You care about perceived speed and continuous engagement.
Users might want to interrupt or steer the answer mid-way.

You can skip streaming and use simple JSON responses when:

The output is short and binary (e.g. “is this email spam?”).
You’re building background jobs or webhooks, not UI.
You need a fully-formed object (e.g. structured JSON) before rendering anything.

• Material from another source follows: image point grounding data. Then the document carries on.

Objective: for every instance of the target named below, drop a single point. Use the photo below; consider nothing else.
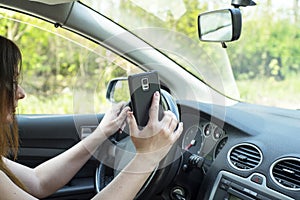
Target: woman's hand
(157, 137)
(114, 120)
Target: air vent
(245, 156)
(286, 173)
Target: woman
(20, 182)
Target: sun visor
(53, 2)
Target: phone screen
(142, 86)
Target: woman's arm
(53, 174)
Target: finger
(118, 107)
(166, 120)
(173, 124)
(153, 112)
(177, 133)
(133, 128)
(123, 113)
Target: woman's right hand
(157, 137)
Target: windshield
(265, 61)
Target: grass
(284, 94)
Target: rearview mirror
(117, 90)
(220, 26)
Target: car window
(62, 73)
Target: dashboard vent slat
(286, 173)
(245, 156)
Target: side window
(62, 73)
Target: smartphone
(142, 86)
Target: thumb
(133, 128)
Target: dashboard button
(257, 179)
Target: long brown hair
(10, 66)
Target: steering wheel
(159, 178)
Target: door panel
(45, 136)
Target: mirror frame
(236, 19)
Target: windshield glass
(265, 61)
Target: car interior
(229, 150)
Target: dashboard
(249, 153)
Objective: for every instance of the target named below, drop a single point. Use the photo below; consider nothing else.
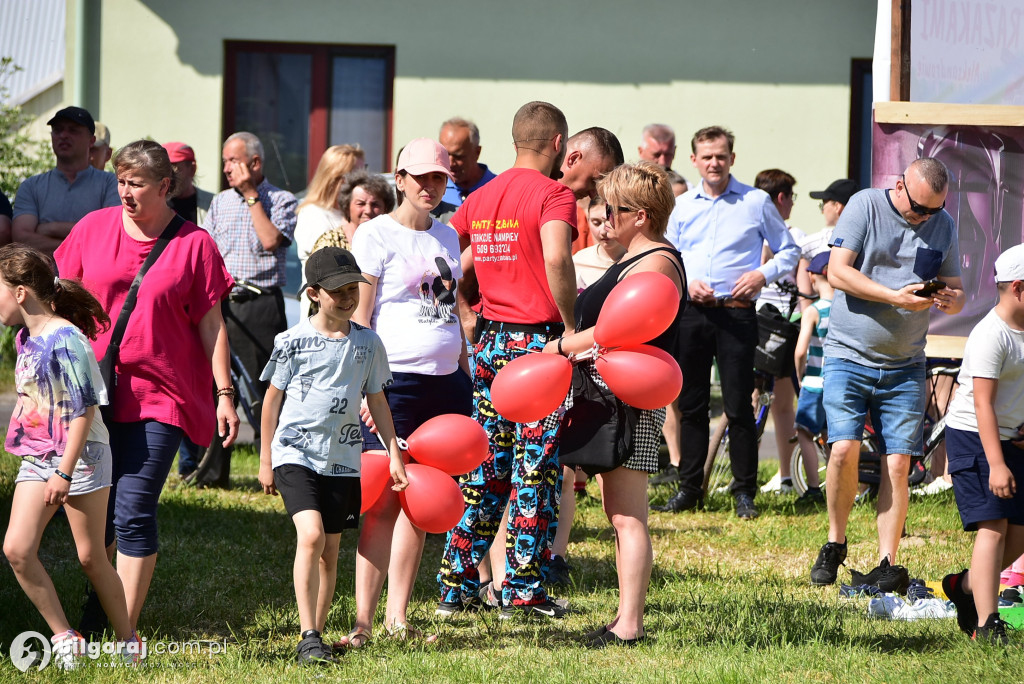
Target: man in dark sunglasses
(887, 245)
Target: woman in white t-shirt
(412, 264)
(320, 211)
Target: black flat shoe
(682, 501)
(611, 639)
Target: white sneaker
(774, 485)
(69, 649)
(937, 486)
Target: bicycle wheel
(718, 466)
(799, 470)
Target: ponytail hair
(26, 266)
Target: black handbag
(108, 365)
(598, 431)
(776, 343)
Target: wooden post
(899, 57)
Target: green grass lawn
(729, 602)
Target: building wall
(777, 74)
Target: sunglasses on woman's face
(609, 210)
(921, 210)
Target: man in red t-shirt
(516, 233)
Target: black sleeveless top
(589, 303)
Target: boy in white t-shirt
(984, 443)
(324, 366)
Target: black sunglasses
(921, 210)
(609, 210)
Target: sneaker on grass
(311, 649)
(993, 631)
(68, 649)
(825, 567)
(888, 578)
(549, 608)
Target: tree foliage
(20, 157)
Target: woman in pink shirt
(174, 347)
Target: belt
(245, 295)
(531, 329)
(728, 303)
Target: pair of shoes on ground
(777, 485)
(602, 637)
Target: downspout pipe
(81, 53)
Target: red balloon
(375, 473)
(432, 501)
(642, 376)
(530, 387)
(455, 444)
(637, 310)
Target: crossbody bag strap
(129, 305)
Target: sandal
(404, 632)
(610, 638)
(354, 639)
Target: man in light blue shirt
(719, 228)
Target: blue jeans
(895, 399)
(142, 455)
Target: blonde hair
(334, 165)
(641, 185)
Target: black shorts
(337, 499)
(969, 468)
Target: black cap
(841, 190)
(332, 267)
(76, 115)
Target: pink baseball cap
(179, 152)
(424, 156)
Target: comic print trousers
(522, 471)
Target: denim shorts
(810, 412)
(893, 397)
(92, 472)
(969, 468)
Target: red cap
(179, 152)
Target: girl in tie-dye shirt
(66, 458)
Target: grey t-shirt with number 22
(893, 253)
(324, 380)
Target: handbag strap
(129, 305)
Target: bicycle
(718, 470)
(246, 398)
(869, 469)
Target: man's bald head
(537, 122)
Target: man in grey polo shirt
(888, 243)
(48, 205)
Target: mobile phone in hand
(930, 288)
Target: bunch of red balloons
(638, 309)
(441, 449)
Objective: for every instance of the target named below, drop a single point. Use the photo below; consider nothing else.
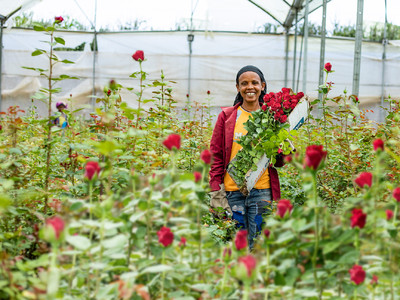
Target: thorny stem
(316, 245)
(46, 182)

The good news: Vercel AI SDK supports both with nearly identical APIs, so you can start simple and upgrade to streaming where it moves the needle.

Bringing It All Together

Streaming isn’t just a technical upgrade—it’s a product decision. It changes how fast your app feels, how much users trust it, and how likely they are to stick around.

With Next.js App Router and the Vercel AI SDK, we can:

Implement streaming in a few lines of server code.
Wire up a real-time chat UI with a single hook.
Focus our energy on UX details instead of protocol plumbing.

If you’re building an AI product today and your UI still blocks on full responses, you’re leaving a lot of perceived performance on the table. Start small: stream one endpoint, ship a simple chat UI, and feel the difference immediately.